嘉村:ラルーさんは今のティール組織の文脈を指し、馬車の時代に車が登場しているようなものと言うんですね。馬車の時代は道路も砂利道で車の部品も高い。現状ではグリーンやオレンジのほうがやりやすくて、正直ティールは今の時代やりにくいと。ヨーロッパは法律面から変えていくムーブメントも起こり始めていますが、株式制度や会社法が変わってティール組織が増えるとより運営もしやすくなる。日本はまだまだですが。
岡田:特に日本でティール的なことを本当に望んでいる人は少ないかもしれない。主体的に責任を持って選ぶこと、自立を求められることが重荷に感じる社員もいて。レッド組織で命令されるほうが働きやすい人もいるというか。だから僕は青野さんのいう100人100通りが好きで。
塚越:確かに幸せは多種多様です。ただ、末広がりじゃないといけないとは思いますね。だんだん良くなる形の中に希望や夢って言葉は存在するけど、右肩下がり、あるいは激しく乱高下するだけの世界や会社にはない。多少、波があっても右肩上がりだから夢も希望もあるんですよ。
岡田:ある意味、俺はハッタリに近い夢を見させて全国から社員が集まってくれたんだけど、4年くらいすると「やりがい詐欺ちゃうか」と思われ始める(笑)。次の手を考えないと(笑)
嘉村:よく勘違いされるんですが、「組織の階層構造を壊したからティール」ではなく、痛んだら思い切って変えていく過程のほうが大事です。社員が辞めていく、なんとなく空気が悪い、日々の経営で生じるそうした歪みは病気みたいなもので、柔軟に変化を続けるうちに階層がなくなるのかもしれない。グリーンまでの価値観は未来予測をして、計画通りに目的地に行こうとする。一方、ティールは飛び込むことで学びを得て、その学びを全員で共有しながら、成長しようという世界観で存在目的を果たしていく。その意味で不安定も伴いますが、1人で背負うわけではない安心感もあるんですよ。
サイボウズは「ティールはあんまり考えていない」
シンポジウム後半には質疑応答も行われ、サイボウズをオレンジ組織と位置付けた青野氏に「今後グリーンに変えていく考えはありますか」という質問も。
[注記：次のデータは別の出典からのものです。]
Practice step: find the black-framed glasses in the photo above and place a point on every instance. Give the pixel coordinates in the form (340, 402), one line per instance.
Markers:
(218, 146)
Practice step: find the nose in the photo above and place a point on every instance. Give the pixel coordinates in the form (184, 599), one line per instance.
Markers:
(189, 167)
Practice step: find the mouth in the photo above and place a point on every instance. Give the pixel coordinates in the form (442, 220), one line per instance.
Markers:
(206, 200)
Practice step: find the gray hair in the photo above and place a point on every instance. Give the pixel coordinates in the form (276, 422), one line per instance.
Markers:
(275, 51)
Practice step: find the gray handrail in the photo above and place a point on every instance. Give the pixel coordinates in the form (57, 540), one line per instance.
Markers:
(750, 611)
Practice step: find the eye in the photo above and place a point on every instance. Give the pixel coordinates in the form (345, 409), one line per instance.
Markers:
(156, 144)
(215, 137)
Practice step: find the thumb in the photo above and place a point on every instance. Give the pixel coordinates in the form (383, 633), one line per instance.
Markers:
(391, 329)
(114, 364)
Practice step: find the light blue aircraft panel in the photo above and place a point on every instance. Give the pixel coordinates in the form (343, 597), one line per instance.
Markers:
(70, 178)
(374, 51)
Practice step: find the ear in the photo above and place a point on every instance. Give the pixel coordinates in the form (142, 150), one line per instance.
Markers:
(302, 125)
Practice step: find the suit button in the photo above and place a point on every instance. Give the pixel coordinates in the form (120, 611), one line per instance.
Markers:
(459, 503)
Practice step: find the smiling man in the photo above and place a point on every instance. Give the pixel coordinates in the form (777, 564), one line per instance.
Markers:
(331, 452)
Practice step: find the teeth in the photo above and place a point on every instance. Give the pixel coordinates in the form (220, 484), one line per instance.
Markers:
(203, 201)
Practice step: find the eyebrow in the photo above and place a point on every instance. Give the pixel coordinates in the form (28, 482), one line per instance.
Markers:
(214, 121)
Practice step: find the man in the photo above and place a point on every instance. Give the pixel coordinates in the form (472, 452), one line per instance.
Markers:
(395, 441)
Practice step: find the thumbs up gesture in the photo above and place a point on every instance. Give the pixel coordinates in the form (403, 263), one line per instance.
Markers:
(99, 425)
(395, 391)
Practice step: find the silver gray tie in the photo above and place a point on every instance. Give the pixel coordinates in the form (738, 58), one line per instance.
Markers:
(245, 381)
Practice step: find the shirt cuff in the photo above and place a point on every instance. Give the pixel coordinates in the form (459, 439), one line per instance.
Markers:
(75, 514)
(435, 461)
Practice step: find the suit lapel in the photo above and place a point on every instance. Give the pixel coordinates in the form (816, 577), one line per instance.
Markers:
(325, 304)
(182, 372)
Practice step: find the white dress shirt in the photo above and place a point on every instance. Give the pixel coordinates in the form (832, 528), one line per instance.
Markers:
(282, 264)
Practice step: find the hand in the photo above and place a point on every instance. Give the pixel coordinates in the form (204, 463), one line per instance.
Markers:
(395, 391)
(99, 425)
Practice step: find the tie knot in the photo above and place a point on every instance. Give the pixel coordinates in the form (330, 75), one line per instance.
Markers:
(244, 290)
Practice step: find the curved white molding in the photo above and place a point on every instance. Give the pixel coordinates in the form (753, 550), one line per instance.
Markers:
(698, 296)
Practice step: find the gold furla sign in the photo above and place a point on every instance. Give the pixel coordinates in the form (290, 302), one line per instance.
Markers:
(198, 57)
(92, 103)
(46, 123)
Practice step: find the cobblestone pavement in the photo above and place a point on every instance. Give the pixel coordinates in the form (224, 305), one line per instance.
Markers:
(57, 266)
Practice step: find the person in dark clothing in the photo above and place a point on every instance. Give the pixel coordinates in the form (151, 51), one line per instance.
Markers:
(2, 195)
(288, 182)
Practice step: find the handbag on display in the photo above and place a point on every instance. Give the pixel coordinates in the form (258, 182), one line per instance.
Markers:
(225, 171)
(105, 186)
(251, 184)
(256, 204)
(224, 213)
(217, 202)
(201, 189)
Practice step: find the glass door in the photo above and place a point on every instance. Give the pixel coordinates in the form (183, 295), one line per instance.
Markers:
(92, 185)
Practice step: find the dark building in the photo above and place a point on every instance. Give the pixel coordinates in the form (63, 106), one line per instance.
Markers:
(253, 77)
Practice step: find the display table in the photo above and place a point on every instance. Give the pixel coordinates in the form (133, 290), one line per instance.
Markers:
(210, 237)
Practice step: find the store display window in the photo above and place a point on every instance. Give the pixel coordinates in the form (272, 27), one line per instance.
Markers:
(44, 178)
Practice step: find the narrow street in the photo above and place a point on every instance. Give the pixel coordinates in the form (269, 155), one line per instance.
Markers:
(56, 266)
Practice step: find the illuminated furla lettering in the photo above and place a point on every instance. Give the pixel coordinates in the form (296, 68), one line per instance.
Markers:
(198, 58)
青野:あんまり考えていないですね(笑)。やはり色を目指し始めると違う方向な気がするんですよ。危機の時はレッドのほうがワークする場合もあるわけで。超オレンジなIT業界のグローバル企業と競争するために、オレンジの引き出しを持ちながらバランス良く経営する感じかなと。
嘉村:もしオレンジの運営で何かしら痛みや課題があった時、ティールはもうひと段階変わるヒントになりますが、ティールを目指すと絶対に歯車は狂います。最近はティールを目指す経営者も多いですが、採用で人が集まるかもしれないという理由も少なくない。社員が振り回されては本末転倒です。
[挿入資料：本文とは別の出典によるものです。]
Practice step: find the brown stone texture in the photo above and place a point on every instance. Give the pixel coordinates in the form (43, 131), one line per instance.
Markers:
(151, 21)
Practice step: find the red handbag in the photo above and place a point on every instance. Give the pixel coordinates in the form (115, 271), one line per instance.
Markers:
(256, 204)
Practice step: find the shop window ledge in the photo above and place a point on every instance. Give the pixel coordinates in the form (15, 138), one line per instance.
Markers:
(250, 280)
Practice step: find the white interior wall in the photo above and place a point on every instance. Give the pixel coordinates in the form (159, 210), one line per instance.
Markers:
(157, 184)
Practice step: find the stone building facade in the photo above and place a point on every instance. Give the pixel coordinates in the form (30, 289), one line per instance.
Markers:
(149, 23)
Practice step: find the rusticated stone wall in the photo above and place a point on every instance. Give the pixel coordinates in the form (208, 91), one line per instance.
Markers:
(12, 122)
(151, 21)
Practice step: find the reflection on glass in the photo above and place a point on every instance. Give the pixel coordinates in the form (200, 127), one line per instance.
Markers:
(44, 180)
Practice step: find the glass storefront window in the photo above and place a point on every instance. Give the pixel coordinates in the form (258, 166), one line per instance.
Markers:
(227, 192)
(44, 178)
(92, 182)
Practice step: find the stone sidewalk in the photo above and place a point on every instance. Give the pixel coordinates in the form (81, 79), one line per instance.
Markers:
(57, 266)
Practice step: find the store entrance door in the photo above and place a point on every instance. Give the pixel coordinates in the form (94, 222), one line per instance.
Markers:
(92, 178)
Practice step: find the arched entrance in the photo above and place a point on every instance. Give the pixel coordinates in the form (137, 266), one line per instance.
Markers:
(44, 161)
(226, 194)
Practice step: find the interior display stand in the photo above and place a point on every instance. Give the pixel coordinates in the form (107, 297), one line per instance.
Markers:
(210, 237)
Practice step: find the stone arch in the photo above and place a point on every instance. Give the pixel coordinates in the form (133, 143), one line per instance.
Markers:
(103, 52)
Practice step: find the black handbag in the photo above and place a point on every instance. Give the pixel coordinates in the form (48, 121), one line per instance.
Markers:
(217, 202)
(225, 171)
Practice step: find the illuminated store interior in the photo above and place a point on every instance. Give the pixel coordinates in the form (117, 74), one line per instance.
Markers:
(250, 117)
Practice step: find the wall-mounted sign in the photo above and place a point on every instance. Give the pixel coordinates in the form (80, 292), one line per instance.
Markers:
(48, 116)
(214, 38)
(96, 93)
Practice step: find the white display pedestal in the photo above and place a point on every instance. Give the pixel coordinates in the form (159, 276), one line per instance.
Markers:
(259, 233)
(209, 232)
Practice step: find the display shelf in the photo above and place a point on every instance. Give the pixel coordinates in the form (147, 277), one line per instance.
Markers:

青野:色で並べられると目指したくなるんですけど、本質はそっちじゃないんですよね。塚越さんがおっしゃるように、社員の幸せという部分でブレちゃいけないと思います。
ティール組織が今後どれほど普及するかは未知数だが、現代の組織が抱えるさまざまな課題を考える上で、ティールの議論は良いきっかけとなるようだ。